Philosophy has come up empty when it comes to proving god's existence - huihuiilly
https://bostonreview.net/alex-byrne-philosophy-god
======
bobblywobbles
Catholic man here.

I'd just like to comment here, and hopefully bring an unbiased view from the
other side of this conversation.

Even though that I am Catholic, and that I believe God exists, I can't stand
here and hold up evidence X that proves irrefutably that God exists. Why? It's
based upon this knowledge that I've gained thus far:

1\. God decides when He reveals Himself to us. 2\. Our relationship with God
is deeply personal, to others, this interaction looks like a "coincidence."

For most of my life, I knew of God and this and that, but didn't ever "feel"
anything. I thought I should right? But I didn't. There's truth to this
passage, Romans 1:19 (ESV); "For what can be known about God is plain to them,
because God has shown it to them.". It's not us that come to see God's
existence, but when God allows it to be.

So when I say that "I know that God is real because I happened to see a cross
when I was driving to the store today" sounds like a coincidence to others,
but what I don't tell you is that I've been deeply struggling with laziness
and fear and needed some reassurance. It's this presence of the cross to me a
reminder that God is listening to me as I pray.

\--

It's very common for me to hear people trying to disprove God. Oh what a crazy
person, believing in this crazy floating man in the sky. What a wierdo!
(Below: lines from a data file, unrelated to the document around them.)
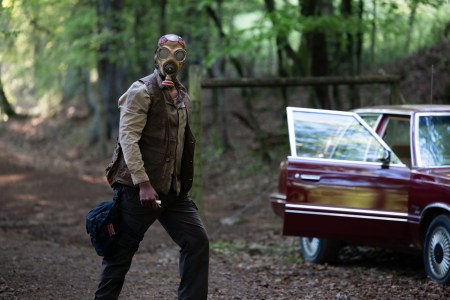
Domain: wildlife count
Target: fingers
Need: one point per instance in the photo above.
(151, 203)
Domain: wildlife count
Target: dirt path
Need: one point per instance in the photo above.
(45, 252)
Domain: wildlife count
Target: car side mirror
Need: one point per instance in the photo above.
(384, 157)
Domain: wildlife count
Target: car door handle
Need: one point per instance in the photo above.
(307, 177)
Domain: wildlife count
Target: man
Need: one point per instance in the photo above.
(152, 170)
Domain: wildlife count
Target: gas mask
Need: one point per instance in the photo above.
(170, 57)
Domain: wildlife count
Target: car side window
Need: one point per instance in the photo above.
(371, 119)
(396, 134)
(332, 135)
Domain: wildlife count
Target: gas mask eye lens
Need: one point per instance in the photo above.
(180, 55)
(163, 53)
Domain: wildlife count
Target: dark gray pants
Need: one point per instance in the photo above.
(180, 218)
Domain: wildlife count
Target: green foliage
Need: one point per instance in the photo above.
(43, 39)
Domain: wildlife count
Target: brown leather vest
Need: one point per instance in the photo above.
(154, 145)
Yes, I was in this crowd too at one point.

However, there is such peace in knowing God, having himself revealed to me.
You have no idea, there is such a peace in my heart knowing God, and this is
why myself, and likely other Christians choose to talk about God. With
everything happening today, I know that God is still in control of everything
and that we aren't assured destruction because nothing is impossible for God.
This doesn't excuse us of doing the right thing, of course. We are still
responsible for our actions but God has the final say.